Although the substance was a little bizarre in its mundanity, it was the form that interested him. Word upon word of dutiful detail marched in neat little ranks from one margin to the next. Oates got the impression in reading it that there was still some ghostly schoolteacher looking over Ali’s shoulder as he wrote, thinking nothing of the content but ready to rap his knuckles with a ruler at the first sign of an inksplodge. It was impossible to connect the neat hand of that journal with the shaky signature hanging around looking shifty at the bottom of the typed confession.

Oates took a scrap of paper, and held a pen in his own left hand. He tried to sign his name, holding the paper steady with his dominant right. The resulting scrawl looked close to Ali’s john hancock.
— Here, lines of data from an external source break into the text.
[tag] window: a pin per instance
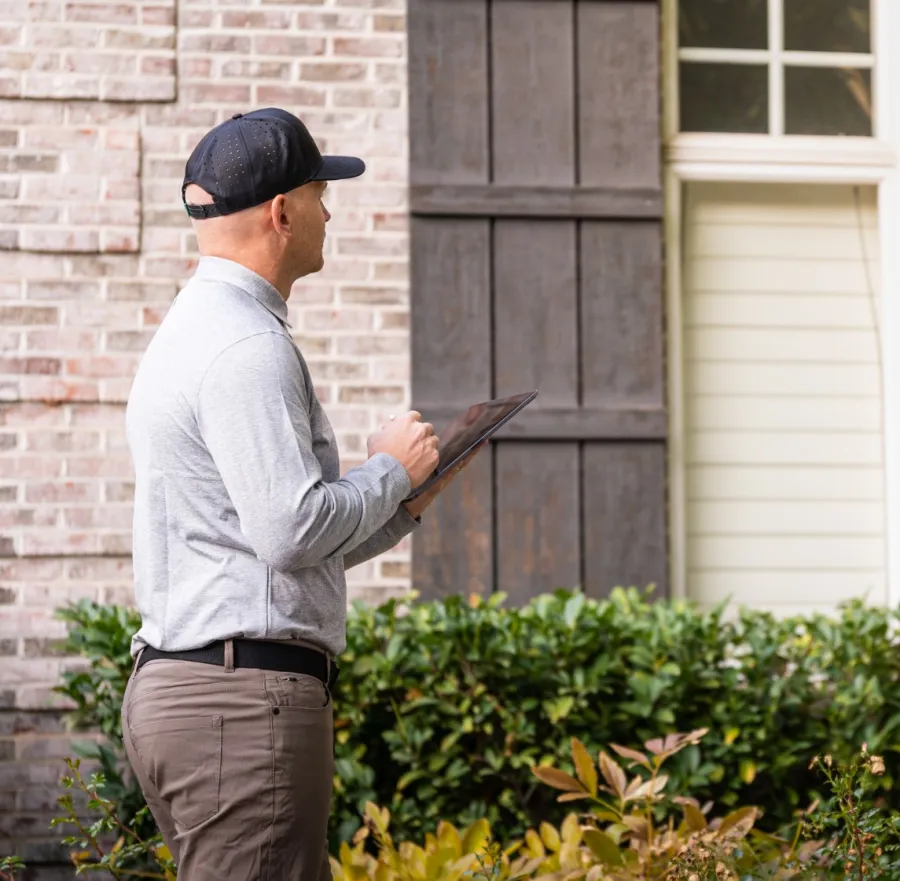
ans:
(777, 67)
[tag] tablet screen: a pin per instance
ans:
(465, 431)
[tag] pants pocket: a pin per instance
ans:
(182, 757)
(299, 691)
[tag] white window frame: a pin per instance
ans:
(775, 158)
(775, 57)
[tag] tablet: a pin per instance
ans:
(470, 429)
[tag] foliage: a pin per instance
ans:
(9, 866)
(627, 834)
(126, 853)
(859, 834)
(443, 707)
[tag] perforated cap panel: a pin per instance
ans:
(250, 159)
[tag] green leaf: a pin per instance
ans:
(748, 771)
(584, 766)
(556, 778)
(603, 847)
(572, 609)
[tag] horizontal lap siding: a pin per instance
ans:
(784, 455)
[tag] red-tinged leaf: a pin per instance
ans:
(651, 787)
(608, 816)
(637, 826)
(694, 820)
(603, 847)
(584, 766)
(633, 787)
(573, 796)
(556, 778)
(655, 746)
(632, 754)
(613, 774)
(738, 823)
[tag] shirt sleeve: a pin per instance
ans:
(253, 414)
(396, 529)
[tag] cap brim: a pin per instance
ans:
(340, 168)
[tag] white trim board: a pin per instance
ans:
(774, 159)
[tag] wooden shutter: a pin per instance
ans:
(536, 263)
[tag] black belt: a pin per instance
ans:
(256, 655)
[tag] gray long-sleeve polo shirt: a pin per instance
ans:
(243, 525)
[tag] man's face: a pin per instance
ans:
(308, 217)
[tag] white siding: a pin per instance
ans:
(784, 483)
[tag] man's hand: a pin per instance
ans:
(411, 442)
(415, 507)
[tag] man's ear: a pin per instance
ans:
(280, 219)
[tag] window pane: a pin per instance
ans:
(724, 97)
(827, 101)
(723, 24)
(827, 25)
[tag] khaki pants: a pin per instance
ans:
(236, 766)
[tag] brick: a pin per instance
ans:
(29, 213)
(370, 47)
(28, 315)
(264, 70)
(48, 366)
(157, 65)
(395, 569)
(196, 68)
(299, 96)
(296, 47)
(59, 289)
(59, 340)
(128, 340)
(60, 492)
(62, 441)
(116, 491)
(370, 395)
(392, 23)
(273, 20)
(96, 63)
(330, 71)
(338, 319)
(34, 647)
(211, 42)
(158, 15)
(394, 320)
(30, 467)
(99, 366)
(373, 344)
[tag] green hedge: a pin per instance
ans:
(443, 707)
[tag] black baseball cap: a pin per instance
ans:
(254, 157)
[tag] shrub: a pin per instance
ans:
(443, 707)
(627, 834)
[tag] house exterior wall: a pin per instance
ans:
(100, 105)
(783, 408)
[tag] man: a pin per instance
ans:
(243, 526)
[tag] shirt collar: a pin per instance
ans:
(220, 269)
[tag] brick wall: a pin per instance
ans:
(100, 105)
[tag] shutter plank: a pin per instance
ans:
(538, 531)
(624, 517)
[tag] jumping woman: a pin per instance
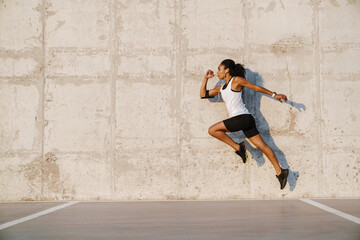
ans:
(240, 117)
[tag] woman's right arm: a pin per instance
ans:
(208, 93)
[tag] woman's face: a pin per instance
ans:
(221, 71)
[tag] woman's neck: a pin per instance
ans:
(228, 78)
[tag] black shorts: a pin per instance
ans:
(243, 122)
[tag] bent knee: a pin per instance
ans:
(211, 131)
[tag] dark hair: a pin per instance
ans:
(235, 69)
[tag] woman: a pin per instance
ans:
(240, 117)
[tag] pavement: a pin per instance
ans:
(198, 219)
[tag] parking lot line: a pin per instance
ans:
(27, 218)
(332, 210)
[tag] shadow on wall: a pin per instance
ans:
(252, 101)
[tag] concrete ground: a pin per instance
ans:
(232, 219)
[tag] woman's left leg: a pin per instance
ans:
(258, 141)
(218, 130)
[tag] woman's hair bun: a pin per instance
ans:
(235, 69)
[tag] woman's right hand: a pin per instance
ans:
(209, 74)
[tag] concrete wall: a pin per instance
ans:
(100, 99)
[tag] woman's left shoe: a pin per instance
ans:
(283, 177)
(242, 152)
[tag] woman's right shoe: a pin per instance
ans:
(242, 152)
(283, 177)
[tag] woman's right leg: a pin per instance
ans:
(258, 141)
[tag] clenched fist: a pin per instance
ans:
(209, 74)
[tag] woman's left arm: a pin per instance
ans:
(245, 83)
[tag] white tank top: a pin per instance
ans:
(233, 100)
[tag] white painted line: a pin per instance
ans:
(20, 220)
(332, 210)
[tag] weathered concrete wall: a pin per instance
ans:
(100, 99)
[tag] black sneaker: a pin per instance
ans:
(283, 177)
(242, 152)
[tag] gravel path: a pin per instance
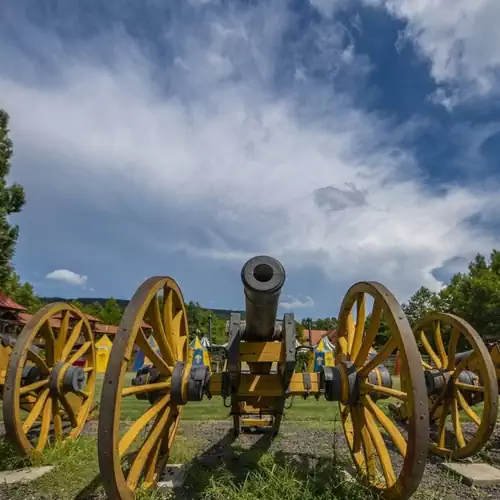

Bhupinder had his lunch in a Tupperware dish open in front of him on the desk. The crustless halves of a coronation chicken sandwich were arranged on a bed of kitchen roll with a housewife’s loving precision. Oates knew Bhupinder lived alone, whilst his mother bugged him for grandchildren. There was something slightly melancholy about lavishing that much care on your own sandwiches. Oates reached over, and took the apple which stood for pudding in that little tableau. Bhupinder looked up, hurt but unsurprised by this fresh outrage, and he made no protestation as Oates left the room, slipping the apple into his pocket.

When he walked back in through the door of the interview room, Ali was in the same position as he had left him. Oates asked, “Have you eaten?”

For the first time in their whole interview, Ali looked unsettled. He was unbalanced by a moment of kindness.

“The men here gave me some tea. But I didn’t drink it.”

“Catch,” Oates said, and threw him the apple. Ali caught it in his left hand. He raised it to Oates and smiled. His teeth were very white. The crunch of the bite sent juice frothing down his chin.

Oates pictured in his mind’s eye the video of Mr Egwu’s death he had watched on the Oracle. The blow that had killed him had come down hard on the nape of his neck, just above the right shoulder. To swing a blow like that, you’d have the knife in your right hand. Ali Farooz had signed the confession with his right hand, but when he wasn’t thinking he caught apples with his left.

Oates allowed himself a little moment of pride at having detected the pretence. He had something definite to pass on to the Superintendent. He was glad for Ali, too. He quite liked the man who had faced him across the table for the last couple of hours. Eddies always thought they’d make it through thirty years inside, but somehow they never did. It was cheaper to have them killed in prison than to buy them the Treatment when they got out.

There was another, even greater reason to smile. An Eddy was the best lead you could have. He must have been hired by somebody, briefed by somebody, and whoever that person was knew the real killer and had enough cash to make his offer to Ali credible. Ali must have been an ambitious young man to accept the offer in the first place, and although Oates could not offer him the Treatment, he was confident he could guide him through the narrow pass between threats and bribes to the truth.

 

 

O
NE OF THE
handymen showed Oates through to a room outside the shell of the dome where his earpiece could once again pick up a signal. He had intended to call the Superintendent then Lori, but instead he found himself calling Grape.

“Hey.”

“Oh, hello,” she said.

“You sound pretty chirpy, considering.”

“I try to stay professional.”

Her impersonal tone both irritated and impressed him, as she’d been high not more than five hours before. It was as if it was poor etiquette for Oates to have mentioned it, like trying to take someone up on an excessive offer of hospitality made when they were drunk.

“What’s your problem?”

“I thought we had a good working relationship, Inspector. I don’t know what you’re trying to pull but, for your information, I check my facts and I don’t like being used.”

“Two things. First, we don’t have any relationship working or otherwise and if I drop you the odd tip you should be grateful, not lecture me on professional standards. Second, I haven’t told you anything but the truth.”